Early-adult outcome of child and adolescent mental disorders as evidenced by a national-based case register survey.

作者信息

Castagnini A C, Foldager L, Caffo E, Thomsen P H

机构信息

Centre for Psychiatric Research, Aarhus University Hospital, Risskov, Denmark.

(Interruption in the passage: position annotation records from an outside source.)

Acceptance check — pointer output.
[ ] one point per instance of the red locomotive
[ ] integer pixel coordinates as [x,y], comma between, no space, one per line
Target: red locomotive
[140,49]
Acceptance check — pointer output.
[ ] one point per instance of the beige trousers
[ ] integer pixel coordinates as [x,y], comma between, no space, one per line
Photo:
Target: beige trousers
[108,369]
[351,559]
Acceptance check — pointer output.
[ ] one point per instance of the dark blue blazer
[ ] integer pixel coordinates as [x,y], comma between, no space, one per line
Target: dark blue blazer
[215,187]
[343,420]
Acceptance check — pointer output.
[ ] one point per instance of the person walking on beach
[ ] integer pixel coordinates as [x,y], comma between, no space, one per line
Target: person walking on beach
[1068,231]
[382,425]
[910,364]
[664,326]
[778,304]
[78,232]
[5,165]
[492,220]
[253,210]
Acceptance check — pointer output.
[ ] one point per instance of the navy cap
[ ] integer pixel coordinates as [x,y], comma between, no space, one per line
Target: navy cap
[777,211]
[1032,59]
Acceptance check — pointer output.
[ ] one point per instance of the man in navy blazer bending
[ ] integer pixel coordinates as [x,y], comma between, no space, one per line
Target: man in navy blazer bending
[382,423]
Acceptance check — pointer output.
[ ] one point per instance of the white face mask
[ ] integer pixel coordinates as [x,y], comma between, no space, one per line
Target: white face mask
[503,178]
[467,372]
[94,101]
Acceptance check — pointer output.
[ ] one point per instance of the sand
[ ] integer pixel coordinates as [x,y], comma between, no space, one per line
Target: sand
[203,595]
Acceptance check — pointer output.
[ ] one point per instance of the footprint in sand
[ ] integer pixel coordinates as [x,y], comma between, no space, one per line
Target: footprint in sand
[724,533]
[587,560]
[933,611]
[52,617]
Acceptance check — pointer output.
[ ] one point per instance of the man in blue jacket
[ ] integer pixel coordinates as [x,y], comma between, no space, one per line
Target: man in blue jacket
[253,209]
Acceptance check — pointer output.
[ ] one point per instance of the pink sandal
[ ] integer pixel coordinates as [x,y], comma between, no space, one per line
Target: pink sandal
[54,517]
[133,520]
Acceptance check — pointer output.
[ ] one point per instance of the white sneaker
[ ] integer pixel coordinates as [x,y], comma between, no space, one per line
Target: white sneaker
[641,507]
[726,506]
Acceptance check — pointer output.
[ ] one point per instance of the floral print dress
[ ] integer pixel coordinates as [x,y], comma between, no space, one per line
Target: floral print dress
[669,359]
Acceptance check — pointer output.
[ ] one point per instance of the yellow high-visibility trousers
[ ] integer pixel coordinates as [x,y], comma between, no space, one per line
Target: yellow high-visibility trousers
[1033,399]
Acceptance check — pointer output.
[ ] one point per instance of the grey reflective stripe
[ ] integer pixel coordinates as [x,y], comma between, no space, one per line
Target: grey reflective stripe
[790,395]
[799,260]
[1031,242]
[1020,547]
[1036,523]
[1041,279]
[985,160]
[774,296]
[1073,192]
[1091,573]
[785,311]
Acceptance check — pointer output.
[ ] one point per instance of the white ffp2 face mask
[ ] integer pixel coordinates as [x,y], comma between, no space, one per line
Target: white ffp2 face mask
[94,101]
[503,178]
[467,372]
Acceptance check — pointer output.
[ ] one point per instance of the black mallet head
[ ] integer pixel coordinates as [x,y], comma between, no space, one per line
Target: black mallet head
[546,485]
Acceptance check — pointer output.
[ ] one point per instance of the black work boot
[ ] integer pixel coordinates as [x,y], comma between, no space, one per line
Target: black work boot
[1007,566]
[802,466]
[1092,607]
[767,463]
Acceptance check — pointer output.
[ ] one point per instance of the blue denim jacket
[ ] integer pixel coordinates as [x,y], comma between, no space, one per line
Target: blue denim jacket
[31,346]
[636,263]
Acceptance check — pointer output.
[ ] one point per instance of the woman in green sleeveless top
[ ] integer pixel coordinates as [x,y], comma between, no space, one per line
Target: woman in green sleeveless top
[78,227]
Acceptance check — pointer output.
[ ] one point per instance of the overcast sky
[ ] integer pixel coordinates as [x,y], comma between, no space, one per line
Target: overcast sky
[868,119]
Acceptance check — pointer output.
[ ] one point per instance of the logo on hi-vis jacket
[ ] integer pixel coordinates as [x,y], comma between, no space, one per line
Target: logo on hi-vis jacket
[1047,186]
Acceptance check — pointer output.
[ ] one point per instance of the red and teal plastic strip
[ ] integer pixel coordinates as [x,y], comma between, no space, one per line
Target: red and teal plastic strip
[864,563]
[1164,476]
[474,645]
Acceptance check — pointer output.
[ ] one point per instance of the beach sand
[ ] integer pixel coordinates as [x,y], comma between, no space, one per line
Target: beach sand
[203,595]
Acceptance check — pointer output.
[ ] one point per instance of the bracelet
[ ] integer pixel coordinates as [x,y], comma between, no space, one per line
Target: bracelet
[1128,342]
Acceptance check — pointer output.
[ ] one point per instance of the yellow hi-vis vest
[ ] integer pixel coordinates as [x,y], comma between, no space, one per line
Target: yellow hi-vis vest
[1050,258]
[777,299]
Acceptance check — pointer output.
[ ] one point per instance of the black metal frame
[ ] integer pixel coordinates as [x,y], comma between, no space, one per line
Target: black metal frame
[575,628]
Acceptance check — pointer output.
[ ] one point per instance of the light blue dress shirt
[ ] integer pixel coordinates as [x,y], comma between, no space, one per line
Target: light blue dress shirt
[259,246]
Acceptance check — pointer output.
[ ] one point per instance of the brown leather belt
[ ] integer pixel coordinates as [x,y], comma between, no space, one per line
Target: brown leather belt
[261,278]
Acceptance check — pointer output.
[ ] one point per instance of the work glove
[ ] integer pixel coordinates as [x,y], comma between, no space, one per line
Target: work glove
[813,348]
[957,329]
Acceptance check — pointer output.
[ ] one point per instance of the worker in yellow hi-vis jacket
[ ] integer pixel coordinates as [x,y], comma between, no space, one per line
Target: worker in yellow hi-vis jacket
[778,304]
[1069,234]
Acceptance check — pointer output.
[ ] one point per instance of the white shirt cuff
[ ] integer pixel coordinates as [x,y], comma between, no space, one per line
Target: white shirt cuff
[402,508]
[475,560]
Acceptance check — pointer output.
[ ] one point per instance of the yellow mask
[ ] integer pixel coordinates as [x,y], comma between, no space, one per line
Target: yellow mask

Unit for Behaviour and Stress Biology, Department of Animal Science, and Bioinformatics Research Centre, Aarhus University, Denmark.

出版信息

Eur Psychiatry. 2016 Oct;38:45-50. doi: 10.1016/j.eurpsy.2016.04.005. Epub 2016 Sep 20.

Abstract

BACKGROUND

Mental disorders show varying degrees of continuity from childhood to adulthood. This study addresses the relationship of child and adolescent mental disorders to early adult psychiatric morbidity.

METHODS

From a population at risk of 830,819 children and adolescents aged 6-16 years, we selected all those (n=6043) who were enrolled for the first time in the Danish Psychiatric Register with an ICD-10 F00-99 diagnosis in 1995-1997, and identified any mental disorder for which they received treatment up to 2009.

RESULTS

Neurodevelopmental and conduct disorders were the principal diagnostic groups at 6-16 years and exhibited a characteristic male preponderance; while affective, eating, neurotic, stress-related and adjustment disorders were more common in girls. Over a mean follow-up period of 10.1 years, 1666 (27.6%) cases, mean age 23.4 years, were referred for treatment to mental health services, and they had a markedly higher risk than the general population (RR 5.1; 95% CI 4.9-5.4). Affective, eating, neurodevelopmental, obsessive-compulsive and psychotic disorders had the strongest continuity. Heterotypic transitions were observed for affective, eating, neurodevelopmental, personality and substance use disorders.

CONCLUSIONS

These findings suggest that individuals with psychiatric antecedents in childhood and adolescence had a high risk of being referred for treatment in early adulthood, and many mental disorders for which they required treatment revealed both homotypic and heterotypic continuity.

摘要

背景

精神障碍从儿童期到成年期呈现出不同程度的连续性。本研究探讨儿童和青少年精神障碍与成年早期精神疾病发病率之间的关系。

方法

从830819名6 - 16岁有风险的儿童和青少年人群中,我们选取了所有在1995 - 1997年首次被纳入丹麦精神病登记册且诊断为ICD - 10 F00 - 99的患者(n = 6043),并确定了他们在2009年之前接受治疗的任何精神障碍。

结果

神经发育障碍和品行障碍是6 - 16岁主要的诊断类别,且男性占主导;而情感、饮食、神经症、应激相关和适应障碍在女孩中更为常见。在平均10.1年的随访期内,1666例(27.6%)平均年龄23.4岁的患者被转介到心理健康服务机构接受治疗,他们的风险明显高于一般人群(相对风险5.1;95%置信区间4.9 - 5.4)。情感、饮食、神经发育、强迫和精神障碍具有最强的连续性。在情感、饮食、神经发育、人格和物质使用障碍中观察到异型转变。

结论

这些发现表明,童年和青少年期有精神病史的个体在成年早期被转介接受治疗的风险很高,他们需要治疗的许多精神障碍都表现出同型和异型连续性。